Write data to the destination data store (known as the sink).
This process is summarized in the following graphic:
Transform and enrich
After you successfully copy the data to a central cloud-based location, you can process and transform the data as needed by using Azure Data Factory mapping data flows. Data flows enable you to create data transformation graphs that run on Spark. However, you don't need to understand Spark clusters or Spark programming.
Tip
Although not necessary, you might prefer to code your transformations manually. If so, Azure Data Factory supports external activities for running your transformations.
CI/CD and publish
Support for CI/CD enables you to develop and deliver your extract, transform, load (ETL) processes incrementally before you publish. Azure Data Factory provides for CI/CD of your data pipelines by using:
- Azure DevOps
- GitHub
Note
Continuous integration means automatically testing each change made to your codebase as soon as possible. Continuous delivery follows this testing and pushes changes to a staging or production system.
After Azure Data Factory refines the raw data, you can load the data into whichever analytics engine your business users can access from their business intelligence tools, including:
- Azure Synapse Analytics
- Azure SQL Database
- Azure Cosmos DB
Monitor
After you successfully build and deploy your data-integration pipeline, it's important that you can monitor your scheduled activities and pipelines.

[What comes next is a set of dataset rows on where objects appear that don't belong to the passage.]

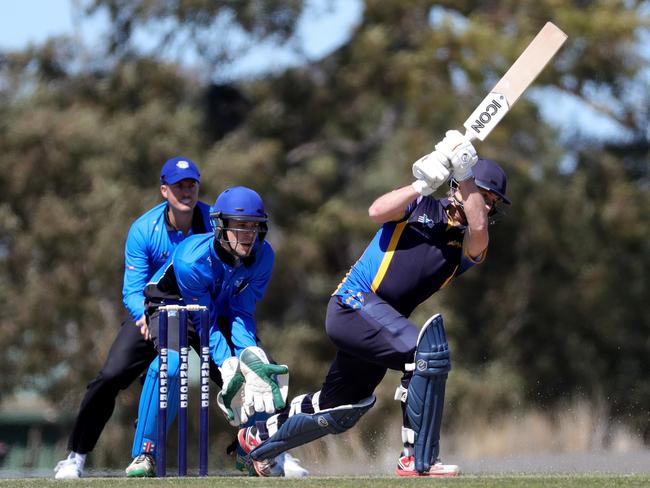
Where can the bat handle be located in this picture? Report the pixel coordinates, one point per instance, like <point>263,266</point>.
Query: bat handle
<point>470,135</point>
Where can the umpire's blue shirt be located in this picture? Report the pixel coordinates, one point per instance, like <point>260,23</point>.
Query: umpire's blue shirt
<point>203,273</point>
<point>150,242</point>
<point>410,259</point>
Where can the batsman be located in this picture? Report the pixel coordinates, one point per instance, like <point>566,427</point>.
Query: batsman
<point>422,245</point>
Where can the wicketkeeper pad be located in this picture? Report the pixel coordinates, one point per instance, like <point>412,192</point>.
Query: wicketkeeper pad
<point>426,391</point>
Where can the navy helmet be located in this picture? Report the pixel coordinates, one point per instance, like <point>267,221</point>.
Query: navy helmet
<point>238,203</point>
<point>491,177</point>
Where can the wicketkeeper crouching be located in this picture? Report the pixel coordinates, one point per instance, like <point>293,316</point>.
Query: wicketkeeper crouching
<point>226,271</point>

Monitoring allows you to track success and failure rates. Azure Data Factory provides support for pipeline monitoring by using one of the following methods:
- Azure Monitor
- API
- PowerShell
- Azure Monitor logs
- Health panels in the Azure portal
Azure Data Factory components
Azure Data Factory is composed of the components described in the following table:
Component | Description |
---|---|
Pipelines | A logical grouping of activities that perform a specific unit of work. These activities together perform a task. The advantage of using a pipeline is that you can more easily manage the activities as a set instead of as individual items. |
Activities | A single processing step in a pipeline. Azure Data Factory supports three types of activity: data movement, data transformation, and control activities. |
Datasets | Represent data structures within your data stores. Datasets point to (or reference) the data that you want to use in your activities as either inputs or outputs. |
Linked services | Define the required connection information needed for Azure Data Factory to connect to external resources, such as a data source. Azure Data Factory uses linked services for two purposes: to represent a data store or a compute resource. |
Data flows | Enable your data engineers to develop data transformation logic without needing to write code. Data flows are run as activities within Azure Data Factory pipelines that use scaled-out Apache Spark clusters. |
Integration runtimes | Azure Data Factory uses the compute infrastructure to provide the following data integration capabilities across different network environments: data flow, data movement, activity dispatch, and SQL Server Integration Services (SSIS) package execution. In Azure Data Factory, an integration runtime provides the bridge between the activity and linked services. |
As indicated in the following graphic, these components work together to provide a complete end-to-end platform for data engineers. By using Data Factory, you can:
- Set triggers on-demand and schedule data processing based on your needs.
- Associate a pipeline with a trigger, or manually start it as and when needed.
- Connect to linked services (such as on-premises apps and data) or Azure services via integration runtimes.
- Monitor all of your pipeline runs natively in the Azure Data Factory user experience or by using Azure Monitor.